"Pak, Bu, Saya bersedia bertukar kelompok." Salah seorang pria berseru sembari mengangkat tangan, semua orang menoleh padanya. Kebetulan dia juga tidak memiliki pasangan kelompok.
"Nah, lebih baik saya satu kelompok sama beliau saja, Bu. Biar lelaki ini ke kelompok yang lain," sahut Sania menyetujui.
"Bagaimana Tuan Zan? Apa Anda bersedia bertukar kelompok dengan Tuan Fandi?" tanya bu guru.
"Saya tidak mau," jawab Zan datar tanpa ekspresi, Sania melirik Zan begitu kesal.
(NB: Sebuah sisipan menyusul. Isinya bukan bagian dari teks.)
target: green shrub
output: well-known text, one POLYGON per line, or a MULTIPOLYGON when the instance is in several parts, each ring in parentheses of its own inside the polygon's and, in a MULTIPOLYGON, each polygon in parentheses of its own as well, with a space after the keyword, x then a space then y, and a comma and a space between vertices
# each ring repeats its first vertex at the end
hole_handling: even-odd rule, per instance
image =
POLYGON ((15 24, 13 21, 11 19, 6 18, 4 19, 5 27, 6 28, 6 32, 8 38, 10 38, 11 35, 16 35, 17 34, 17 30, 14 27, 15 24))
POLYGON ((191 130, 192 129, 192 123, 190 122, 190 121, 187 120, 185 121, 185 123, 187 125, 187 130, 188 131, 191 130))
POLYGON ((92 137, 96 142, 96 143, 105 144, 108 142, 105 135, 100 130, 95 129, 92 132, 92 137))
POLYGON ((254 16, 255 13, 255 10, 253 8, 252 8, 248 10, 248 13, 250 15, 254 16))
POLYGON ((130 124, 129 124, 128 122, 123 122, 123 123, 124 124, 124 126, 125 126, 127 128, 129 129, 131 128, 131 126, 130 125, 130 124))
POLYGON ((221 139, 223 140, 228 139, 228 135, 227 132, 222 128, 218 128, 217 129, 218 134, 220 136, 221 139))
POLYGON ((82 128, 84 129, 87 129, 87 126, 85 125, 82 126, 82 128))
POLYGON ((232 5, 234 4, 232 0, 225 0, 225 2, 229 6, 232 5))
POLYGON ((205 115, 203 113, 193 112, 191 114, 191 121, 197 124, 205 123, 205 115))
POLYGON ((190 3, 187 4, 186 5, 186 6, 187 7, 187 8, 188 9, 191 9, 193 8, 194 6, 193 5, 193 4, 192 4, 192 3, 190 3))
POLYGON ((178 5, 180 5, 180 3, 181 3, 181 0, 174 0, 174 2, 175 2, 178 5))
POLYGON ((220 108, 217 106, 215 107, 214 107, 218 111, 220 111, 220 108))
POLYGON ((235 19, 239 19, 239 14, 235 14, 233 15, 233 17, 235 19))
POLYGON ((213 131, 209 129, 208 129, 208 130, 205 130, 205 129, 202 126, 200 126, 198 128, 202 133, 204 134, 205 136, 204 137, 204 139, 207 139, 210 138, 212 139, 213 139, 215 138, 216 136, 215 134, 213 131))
"Begini saja, Bu. Biarkan saya satu kelompok sama mereka, lagian kan sama saja, tetap ada satu kelompok yang isinya bertiga, jadi saya ingin satu kelompok dengan Bu Sania saja." Tuan Fandi memberi usul.
"Apakah Bu Sania tidak keberatan?" tanya bu guru.
"Tidak, tentu saja saya setuju, Tuan Fandi ikut kelompok saya saja." Sania tersenyum sumringah, akhirnya ada celah untuknya agar tidak berdua dengan Zan. Meskipun ada anak-anak, tapi akan merasa canggung dan kemungkinan besar mereka berdua pasti lagi-lagi akan berdebat saat di jalan.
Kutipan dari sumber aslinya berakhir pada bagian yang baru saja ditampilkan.